The log you posted shows that after bouncing the port the switch is not waiting the 300 seconds specified as the startup period before pinging the device again. The whole point of the Startup interval (at least my understanding of it) is to give the attached device enough time to reboot after a bounce in order to prevent a boot loop!
Actually the Startup value is only used when the switch first boots, to allow time for the switch to establish full network connectivity before ping monitoring begins.
If the bounced device needs time to reboot etc you need to set the Interval high enough to allow for that.
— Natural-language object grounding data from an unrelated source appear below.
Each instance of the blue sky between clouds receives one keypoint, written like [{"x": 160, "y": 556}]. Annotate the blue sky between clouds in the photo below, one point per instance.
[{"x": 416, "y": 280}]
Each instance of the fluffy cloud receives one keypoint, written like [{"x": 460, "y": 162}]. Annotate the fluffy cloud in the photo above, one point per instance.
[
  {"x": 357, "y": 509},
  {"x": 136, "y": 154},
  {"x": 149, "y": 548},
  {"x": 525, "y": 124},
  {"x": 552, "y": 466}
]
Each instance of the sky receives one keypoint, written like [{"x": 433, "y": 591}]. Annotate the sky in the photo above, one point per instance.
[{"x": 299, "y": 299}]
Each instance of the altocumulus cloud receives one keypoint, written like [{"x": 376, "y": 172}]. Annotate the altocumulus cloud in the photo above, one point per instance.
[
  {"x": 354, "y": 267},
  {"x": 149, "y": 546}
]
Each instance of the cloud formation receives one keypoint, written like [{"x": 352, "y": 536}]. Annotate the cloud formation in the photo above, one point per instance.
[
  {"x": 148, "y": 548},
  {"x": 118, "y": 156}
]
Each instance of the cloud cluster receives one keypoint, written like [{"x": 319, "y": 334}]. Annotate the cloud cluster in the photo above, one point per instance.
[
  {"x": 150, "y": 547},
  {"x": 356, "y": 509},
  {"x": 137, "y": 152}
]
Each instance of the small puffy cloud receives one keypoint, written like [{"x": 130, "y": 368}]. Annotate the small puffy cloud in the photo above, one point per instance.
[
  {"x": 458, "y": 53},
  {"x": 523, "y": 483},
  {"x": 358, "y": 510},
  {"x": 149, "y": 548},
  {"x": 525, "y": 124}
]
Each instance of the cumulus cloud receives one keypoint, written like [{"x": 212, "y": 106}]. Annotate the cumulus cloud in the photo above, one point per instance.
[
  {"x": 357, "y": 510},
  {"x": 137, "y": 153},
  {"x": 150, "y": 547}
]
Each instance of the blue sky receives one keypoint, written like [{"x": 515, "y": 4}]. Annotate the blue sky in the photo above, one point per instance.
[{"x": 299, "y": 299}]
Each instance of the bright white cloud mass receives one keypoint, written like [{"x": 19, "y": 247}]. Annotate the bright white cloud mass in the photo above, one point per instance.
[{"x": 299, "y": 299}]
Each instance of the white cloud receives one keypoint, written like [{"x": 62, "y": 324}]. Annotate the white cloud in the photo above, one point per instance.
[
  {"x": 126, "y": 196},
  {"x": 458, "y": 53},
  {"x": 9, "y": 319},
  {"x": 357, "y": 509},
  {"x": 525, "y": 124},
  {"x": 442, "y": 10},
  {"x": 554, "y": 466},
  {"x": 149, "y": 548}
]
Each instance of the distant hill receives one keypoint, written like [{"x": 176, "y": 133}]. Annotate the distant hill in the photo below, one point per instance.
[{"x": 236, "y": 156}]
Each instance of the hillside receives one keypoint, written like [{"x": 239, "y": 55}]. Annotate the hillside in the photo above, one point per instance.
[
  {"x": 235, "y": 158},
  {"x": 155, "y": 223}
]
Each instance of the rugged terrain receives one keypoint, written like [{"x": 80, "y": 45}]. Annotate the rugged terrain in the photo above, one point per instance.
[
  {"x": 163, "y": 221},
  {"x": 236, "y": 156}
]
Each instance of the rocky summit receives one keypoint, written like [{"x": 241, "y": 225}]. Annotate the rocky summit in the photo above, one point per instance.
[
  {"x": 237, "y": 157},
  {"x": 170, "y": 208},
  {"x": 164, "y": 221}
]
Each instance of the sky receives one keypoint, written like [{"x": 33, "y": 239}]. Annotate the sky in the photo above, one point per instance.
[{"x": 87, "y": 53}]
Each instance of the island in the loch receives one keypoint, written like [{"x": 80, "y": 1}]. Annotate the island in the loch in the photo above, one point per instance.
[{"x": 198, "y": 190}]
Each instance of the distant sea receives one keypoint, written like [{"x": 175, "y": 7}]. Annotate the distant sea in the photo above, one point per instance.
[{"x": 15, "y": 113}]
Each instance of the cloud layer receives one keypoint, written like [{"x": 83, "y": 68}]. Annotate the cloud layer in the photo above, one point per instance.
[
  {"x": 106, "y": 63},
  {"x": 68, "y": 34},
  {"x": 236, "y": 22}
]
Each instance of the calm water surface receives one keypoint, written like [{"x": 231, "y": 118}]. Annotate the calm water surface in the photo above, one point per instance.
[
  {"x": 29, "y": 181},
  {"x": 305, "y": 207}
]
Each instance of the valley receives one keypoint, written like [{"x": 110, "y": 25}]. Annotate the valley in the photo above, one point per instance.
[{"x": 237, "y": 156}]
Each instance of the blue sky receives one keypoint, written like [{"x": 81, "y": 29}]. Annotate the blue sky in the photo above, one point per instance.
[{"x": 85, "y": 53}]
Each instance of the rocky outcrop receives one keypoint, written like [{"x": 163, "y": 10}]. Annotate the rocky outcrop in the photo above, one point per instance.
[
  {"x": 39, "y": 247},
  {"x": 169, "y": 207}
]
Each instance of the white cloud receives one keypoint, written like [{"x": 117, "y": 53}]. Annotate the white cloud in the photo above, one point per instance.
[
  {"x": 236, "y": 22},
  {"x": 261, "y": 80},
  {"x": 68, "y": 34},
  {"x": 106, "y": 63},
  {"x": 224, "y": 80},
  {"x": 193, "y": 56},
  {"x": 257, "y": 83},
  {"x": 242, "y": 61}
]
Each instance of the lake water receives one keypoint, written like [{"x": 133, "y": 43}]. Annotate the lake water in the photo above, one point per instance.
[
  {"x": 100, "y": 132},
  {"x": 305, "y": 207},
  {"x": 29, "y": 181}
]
Actually as long as the device comes back up before (Interval * Failures) seconds have passed it should be ok.
Ah, Ok... Are you open to feedback on that implementation? (If this is the wrong place for that kind of discussion let me know & I can move this to a separate topic.)
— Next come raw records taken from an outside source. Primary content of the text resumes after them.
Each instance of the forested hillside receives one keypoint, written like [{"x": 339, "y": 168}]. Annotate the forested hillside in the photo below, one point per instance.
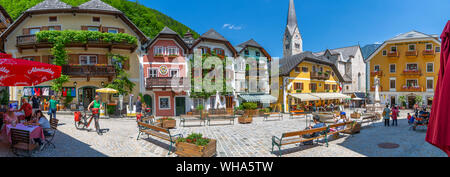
[{"x": 150, "y": 21}]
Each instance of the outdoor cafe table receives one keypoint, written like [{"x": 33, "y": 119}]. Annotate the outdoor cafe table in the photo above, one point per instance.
[{"x": 35, "y": 131}]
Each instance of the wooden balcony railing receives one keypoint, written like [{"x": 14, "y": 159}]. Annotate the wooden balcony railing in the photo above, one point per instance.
[
  {"x": 376, "y": 73},
  {"x": 412, "y": 88},
  {"x": 428, "y": 53},
  {"x": 373, "y": 88},
  {"x": 163, "y": 82},
  {"x": 412, "y": 72},
  {"x": 89, "y": 71},
  {"x": 26, "y": 39},
  {"x": 393, "y": 54},
  {"x": 30, "y": 42},
  {"x": 319, "y": 76},
  {"x": 411, "y": 53}
]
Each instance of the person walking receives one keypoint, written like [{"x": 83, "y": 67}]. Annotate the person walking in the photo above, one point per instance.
[
  {"x": 395, "y": 115},
  {"x": 96, "y": 105},
  {"x": 139, "y": 105},
  {"x": 52, "y": 109},
  {"x": 27, "y": 109},
  {"x": 36, "y": 103},
  {"x": 386, "y": 115}
]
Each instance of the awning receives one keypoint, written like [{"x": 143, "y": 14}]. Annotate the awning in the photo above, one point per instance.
[
  {"x": 360, "y": 95},
  {"x": 331, "y": 96},
  {"x": 263, "y": 98},
  {"x": 305, "y": 97}
]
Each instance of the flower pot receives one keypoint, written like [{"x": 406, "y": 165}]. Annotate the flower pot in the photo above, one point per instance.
[
  {"x": 355, "y": 115},
  {"x": 191, "y": 150},
  {"x": 169, "y": 124},
  {"x": 245, "y": 119}
]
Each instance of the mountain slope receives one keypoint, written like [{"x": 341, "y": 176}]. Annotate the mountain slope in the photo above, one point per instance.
[
  {"x": 150, "y": 21},
  {"x": 369, "y": 49}
]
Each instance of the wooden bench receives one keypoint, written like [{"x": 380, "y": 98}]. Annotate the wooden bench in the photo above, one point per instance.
[
  {"x": 220, "y": 117},
  {"x": 273, "y": 115},
  {"x": 297, "y": 114},
  {"x": 158, "y": 132},
  {"x": 297, "y": 137},
  {"x": 20, "y": 139},
  {"x": 347, "y": 127},
  {"x": 192, "y": 118}
]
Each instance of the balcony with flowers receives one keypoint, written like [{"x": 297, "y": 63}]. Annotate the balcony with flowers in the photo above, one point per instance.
[
  {"x": 412, "y": 88},
  {"x": 393, "y": 54},
  {"x": 428, "y": 53},
  {"x": 376, "y": 73}
]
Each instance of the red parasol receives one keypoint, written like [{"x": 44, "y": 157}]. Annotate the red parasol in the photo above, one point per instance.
[
  {"x": 18, "y": 72},
  {"x": 438, "y": 133}
]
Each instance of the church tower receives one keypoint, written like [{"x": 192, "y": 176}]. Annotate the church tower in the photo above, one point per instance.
[{"x": 292, "y": 42}]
I guess if I'm honest I'm actually curious if you'd be open to considering changing how the Startup option works?
I'll admit that my expectation of how the Startup option worked was based primarily on my experience with several other manufacturer's devices that have some form of ping watchdog feature, which I know is a case of
but it seems like I was not alone in my assumption of how it "should work" as jschroeter (who originally reported the issue earlier in this thread) clearly was under the same impression & based on Julian's comment
here it would seem like he was too.
More importantly, while I know duplicating another manufacturer's implementation simply to be the same is not a good reason to do anything, hopefully you'd agree that if the Startup option was applied both when the switch boots AND when it bounces a port, that it would make the Watchdog tool a lot more flexible. (For example, I've actually had to go back & change my Watchdog configuration on some switches to insure I don't get boot loops because I actually have a number of devices that I'd like to test every 10 seconds and reboot after 3 failures to make sure they are rebooted within 30 seconds of a problem, but that's not long enough to allow them to reboot! Shoot even 60 seconds is not enough time to allow some devices to reboot, but since the devices being pinged are directly attached to the switch that's more than enough time to establish that there's a problem with the device as I've never had the device drop multiple pings in less than 30 seconds much less 60 seconds unless it's locked up.)
Thoughts? Would you be willing to consider this? Is it even possible to make the Startup option do what I've proposed? (I'd assume it's technically possible, but... yeah.)
If you got this far, thanks for hearing me out.